Clinical and immunological data of the study patients (n=2389, mean age 50.5±14.7 years) are summarized in Table 1. Table 1 encompasses 2 patient groups. Patients in group I had immunohistological evidence of myocardial inflammation and were designated “confirmed CMi” (n=1717). Patients in group II included those without evidence of myocardial inflammation and were designated “non‐CMi” (n=672). There were no significant differences between these 2 groups with regard to baseline LVEF (47.4±21.0% versus 48.1±20.3%, P=0.5), age (50.1±14.7 years versus 50.2±14.5 years, P=0.6), or sex. Group I with confirmed CMi was subdivided (group IA and group IB) at a cutoff value of 2.9 cells/mm² for perforin‐positive cardiac cell infiltration according to our previous study,⁶ where this value was statistically calculated as the optimal cutoff point regarding prediction of a high risk for LVEF deterioration. A third group (group IC) had evidence of myocardial inflammation but no perforin (Table 2). There was no significant difference between the 3 groups regarding clinical or hemodynamic data.

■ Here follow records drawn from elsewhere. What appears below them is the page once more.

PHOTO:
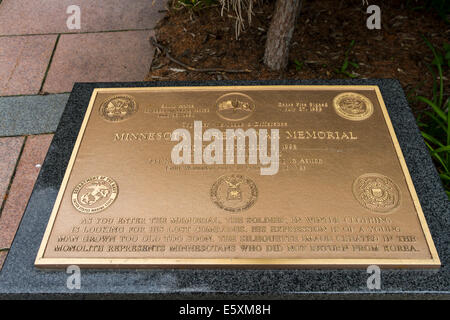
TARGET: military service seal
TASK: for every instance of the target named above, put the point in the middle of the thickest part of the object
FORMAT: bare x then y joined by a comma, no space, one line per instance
376,193
234,193
235,106
118,108
94,194
353,106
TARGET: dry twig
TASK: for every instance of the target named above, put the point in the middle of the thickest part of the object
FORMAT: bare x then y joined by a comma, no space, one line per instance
187,67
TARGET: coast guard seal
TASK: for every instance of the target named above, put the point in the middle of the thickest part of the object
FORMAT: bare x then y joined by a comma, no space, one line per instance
118,108
376,193
353,106
234,193
94,194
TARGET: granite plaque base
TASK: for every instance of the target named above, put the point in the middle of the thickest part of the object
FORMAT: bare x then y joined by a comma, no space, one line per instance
19,278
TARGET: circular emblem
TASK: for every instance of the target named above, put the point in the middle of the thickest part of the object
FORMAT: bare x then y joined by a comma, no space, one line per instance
376,192
118,108
235,106
94,194
353,106
234,193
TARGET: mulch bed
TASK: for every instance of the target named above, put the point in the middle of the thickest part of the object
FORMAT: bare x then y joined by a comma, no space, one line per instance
324,31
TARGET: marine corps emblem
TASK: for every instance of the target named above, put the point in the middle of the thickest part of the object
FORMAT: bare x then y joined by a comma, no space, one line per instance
353,106
118,108
234,193
235,106
94,194
376,192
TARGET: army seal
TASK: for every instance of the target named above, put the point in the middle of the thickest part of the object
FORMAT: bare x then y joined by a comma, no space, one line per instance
118,108
235,106
234,193
353,106
376,193
94,194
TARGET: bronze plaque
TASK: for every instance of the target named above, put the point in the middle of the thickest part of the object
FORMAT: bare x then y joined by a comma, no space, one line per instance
255,176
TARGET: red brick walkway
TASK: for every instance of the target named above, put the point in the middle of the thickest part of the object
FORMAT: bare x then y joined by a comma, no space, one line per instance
39,54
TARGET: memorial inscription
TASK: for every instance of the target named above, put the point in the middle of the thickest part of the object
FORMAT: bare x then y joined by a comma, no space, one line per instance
310,176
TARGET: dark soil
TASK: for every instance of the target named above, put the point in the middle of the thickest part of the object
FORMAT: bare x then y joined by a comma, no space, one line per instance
324,32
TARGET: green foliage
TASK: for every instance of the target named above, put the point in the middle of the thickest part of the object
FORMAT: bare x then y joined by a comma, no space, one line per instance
434,122
344,69
441,7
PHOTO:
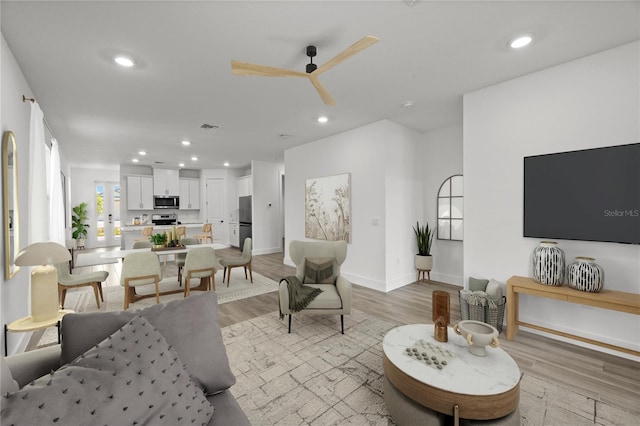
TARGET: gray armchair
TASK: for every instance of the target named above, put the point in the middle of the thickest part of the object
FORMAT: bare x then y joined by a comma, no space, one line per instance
335,298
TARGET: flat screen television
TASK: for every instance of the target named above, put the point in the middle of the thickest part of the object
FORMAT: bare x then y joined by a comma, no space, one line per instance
588,195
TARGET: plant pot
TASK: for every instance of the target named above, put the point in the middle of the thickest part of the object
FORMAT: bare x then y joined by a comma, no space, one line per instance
424,263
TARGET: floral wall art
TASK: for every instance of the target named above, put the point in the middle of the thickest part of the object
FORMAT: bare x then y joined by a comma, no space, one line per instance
328,208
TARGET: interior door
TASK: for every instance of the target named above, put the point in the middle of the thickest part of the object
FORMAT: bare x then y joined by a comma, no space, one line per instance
215,207
107,222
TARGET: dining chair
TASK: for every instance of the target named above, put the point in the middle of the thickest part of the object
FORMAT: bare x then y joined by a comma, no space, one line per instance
207,234
233,262
141,268
200,263
67,280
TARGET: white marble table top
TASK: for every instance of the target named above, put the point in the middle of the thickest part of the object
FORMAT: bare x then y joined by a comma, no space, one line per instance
464,373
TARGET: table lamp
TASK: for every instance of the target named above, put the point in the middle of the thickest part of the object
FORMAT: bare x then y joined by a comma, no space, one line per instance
44,277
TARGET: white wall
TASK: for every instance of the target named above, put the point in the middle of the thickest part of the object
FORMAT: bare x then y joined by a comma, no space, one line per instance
266,206
14,294
587,103
441,154
381,158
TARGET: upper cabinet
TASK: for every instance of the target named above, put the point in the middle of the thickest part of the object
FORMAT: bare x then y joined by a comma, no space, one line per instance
139,193
244,186
189,194
166,182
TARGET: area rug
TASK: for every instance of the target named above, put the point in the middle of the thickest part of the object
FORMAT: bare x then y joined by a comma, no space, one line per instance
317,376
83,299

Multivariate statistical analysis (Table 3) of all examined clinical and immunological parameters was conducted for the entire CMi cohort of 1717 patients to identify predictors of all‐cause mortality or need for heart transplantation. Multiple Cox regression analysis revealed (besides LVEF and age) that perforin was a strong predictor of impaired survival, with a hazard ratio of 1.881 (95% CI, 1.177–3.008; P=0.008) (Table 3). Figure 1A shows 4 survival curves: first patients with CMi with perforin above 2.9 cells/mm², second CMi patients with perforin below 2.9 cells/mm², third patients with CMi without perforin, and fourth patients with non‐CMi.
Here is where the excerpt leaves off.